Speaking in October, Tarek El Molla, minister of petroleum and mineral resources, said development of the field was 91 percent complete. Initial production is forecast at around 500m-1bn cu feet per day (cfpd), with output projected to rise to 2.7bn in 2019 once all seven fields are operational.
International majors take stakes in Zohr development
Discovered by Italian energy company Eni in 2015, the Zohr field has 30trn cu feet of estimated reserves, making it one of the largest finds to be developed in recent years.
The project has generated significant investment interest, with Russian energy giant Rosneft buying a $1.1bn stake in the field from Eni in October. The Italian firm will hold 60 percent of the development, with Rosneft taking 30 percent and BP 10 percent.
Less than a month after this announcement came the news that a second large-scale gas development is scheduled to come on-line before the end of the year.
The Atoll Phase One project, an offshore joint venture between the Egyptian Natural Gas Holding Company and BP, contains estimated reserves of 1.5trn cu feet of gas and 31m barrels of condensates. Initial production is expected to deliver 300m cfpd to the domestic market in the first quarter of 2018.
Increased production at existing fields boosts gas output
The new flows come on the back of heightened activity in 2017, as gas output rose steadily at existing fields.
In May BP began production at two of the five fields that make up the North Alexandria and West Mediterranean deepwater offshore concession blocks, with the initial take pumped directly into the national grid. The 700m cfpd from the Libra and Taurus fields has helped raise Egypt’s daily gas production to an average of 5.1bn cu feet, up from 4.4bn in 2016.
Once the five fields are fully operational in 2019, BP expects output will reach 1.5bn cfpd, further increasing the country’s production capacity.

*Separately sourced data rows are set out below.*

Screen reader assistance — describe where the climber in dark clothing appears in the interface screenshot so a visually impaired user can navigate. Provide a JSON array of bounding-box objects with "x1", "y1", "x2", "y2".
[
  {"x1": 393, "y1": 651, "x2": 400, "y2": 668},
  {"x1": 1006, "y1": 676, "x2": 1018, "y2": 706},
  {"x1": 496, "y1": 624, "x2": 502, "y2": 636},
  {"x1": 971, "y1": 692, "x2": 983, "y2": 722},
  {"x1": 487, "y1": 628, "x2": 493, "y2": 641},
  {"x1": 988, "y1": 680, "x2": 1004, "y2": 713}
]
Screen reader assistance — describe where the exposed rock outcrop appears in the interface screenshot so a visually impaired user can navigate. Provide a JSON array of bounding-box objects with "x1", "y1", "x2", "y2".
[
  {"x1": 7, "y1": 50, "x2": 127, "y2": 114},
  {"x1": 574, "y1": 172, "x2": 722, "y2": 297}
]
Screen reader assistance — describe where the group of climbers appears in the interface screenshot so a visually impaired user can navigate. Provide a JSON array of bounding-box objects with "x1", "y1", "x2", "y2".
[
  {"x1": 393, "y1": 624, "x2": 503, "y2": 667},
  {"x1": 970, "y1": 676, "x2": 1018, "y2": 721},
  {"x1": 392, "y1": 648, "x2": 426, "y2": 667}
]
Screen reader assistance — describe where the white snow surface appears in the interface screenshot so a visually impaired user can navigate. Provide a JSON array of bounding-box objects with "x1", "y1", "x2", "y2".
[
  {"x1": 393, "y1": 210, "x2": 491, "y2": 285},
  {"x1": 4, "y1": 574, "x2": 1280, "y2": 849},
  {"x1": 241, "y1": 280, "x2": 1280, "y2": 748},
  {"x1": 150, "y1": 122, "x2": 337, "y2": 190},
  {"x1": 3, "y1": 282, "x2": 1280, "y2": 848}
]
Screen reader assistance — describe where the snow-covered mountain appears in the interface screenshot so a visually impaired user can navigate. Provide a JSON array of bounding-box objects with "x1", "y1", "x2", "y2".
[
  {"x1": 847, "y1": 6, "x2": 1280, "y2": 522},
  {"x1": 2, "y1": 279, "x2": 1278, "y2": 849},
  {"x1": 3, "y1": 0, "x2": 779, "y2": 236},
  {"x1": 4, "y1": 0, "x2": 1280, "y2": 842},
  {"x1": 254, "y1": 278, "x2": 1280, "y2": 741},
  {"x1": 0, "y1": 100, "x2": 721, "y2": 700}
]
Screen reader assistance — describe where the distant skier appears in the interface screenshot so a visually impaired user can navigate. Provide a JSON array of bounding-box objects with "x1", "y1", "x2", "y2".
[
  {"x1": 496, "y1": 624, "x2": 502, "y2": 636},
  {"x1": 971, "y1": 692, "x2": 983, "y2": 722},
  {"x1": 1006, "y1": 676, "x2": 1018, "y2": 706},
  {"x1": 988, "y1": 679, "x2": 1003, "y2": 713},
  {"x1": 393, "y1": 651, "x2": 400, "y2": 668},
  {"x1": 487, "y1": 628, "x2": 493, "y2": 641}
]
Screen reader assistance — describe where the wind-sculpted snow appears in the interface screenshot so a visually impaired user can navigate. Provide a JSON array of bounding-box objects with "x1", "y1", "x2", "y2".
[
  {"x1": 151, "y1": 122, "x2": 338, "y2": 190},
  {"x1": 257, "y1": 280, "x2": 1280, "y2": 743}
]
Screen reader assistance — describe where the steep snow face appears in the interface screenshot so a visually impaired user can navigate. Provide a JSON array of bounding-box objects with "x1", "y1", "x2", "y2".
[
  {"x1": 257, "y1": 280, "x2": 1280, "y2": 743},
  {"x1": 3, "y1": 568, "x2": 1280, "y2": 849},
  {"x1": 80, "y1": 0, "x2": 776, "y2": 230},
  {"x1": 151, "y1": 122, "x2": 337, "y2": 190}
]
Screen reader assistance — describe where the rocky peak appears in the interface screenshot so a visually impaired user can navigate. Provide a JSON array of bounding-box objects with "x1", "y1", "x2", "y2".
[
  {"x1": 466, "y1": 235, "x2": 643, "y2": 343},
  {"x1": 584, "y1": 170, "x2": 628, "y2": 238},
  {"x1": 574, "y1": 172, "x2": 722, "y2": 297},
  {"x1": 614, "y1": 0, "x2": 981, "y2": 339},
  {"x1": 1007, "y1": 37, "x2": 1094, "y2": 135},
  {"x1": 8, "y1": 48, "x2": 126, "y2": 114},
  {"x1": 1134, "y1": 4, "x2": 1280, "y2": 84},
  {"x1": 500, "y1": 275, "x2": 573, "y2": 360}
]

Gas surplus could see Egypt resume export role
The increase in domestic gas production is already helping to curb Egypt’s energy imports, alleviating pressure on foreign currency reserves, reducing government expenditures and supporting broader economic growth.
In September government officials said liquefied natural gas imports – which cost roughly $1.8bn per year – would be reduced by 32.2 percent to 80 cargoes in FY 2017/18.
Egypt hopes to achieve natural gas self-sufficiency by the end of 2018, according to El Molla. He told local media the country was eyeing a gas surplus by 2020, raising the possibility that it could begin exporting again.
Egypt was a net energy exporter for many decades; however, a drop in production and increased domestic demand in the late 2000s saw the 95m-person country become increasingly reliant on imports.
Energy consumption drivers
This transition came about as a result of growing natural gas consumption, driven primarily by rising demand in the power and industrial sectors.
Domestic electricity generation already consumes between half and two-thirds of gas output, and has been under upward pressure as a result of high population growth; the country is expanding by around 1.5m-2m people per year.
According to the 2017 BP Statistical Review of World Energy, Egypt’s natural gas consumption increased by 7 percent in 2016 to reach 51.3bn cu metres – almost double the average annual growth rate of 4.2 percent in 2005-15.
Consumption levels are particularly high in the hot summer months; in August of this year, for example, gas usage at the country’s power plants rose from 99m cu metres per day to around 110m when temperatures spiked, according to the Ministry of Petroleum.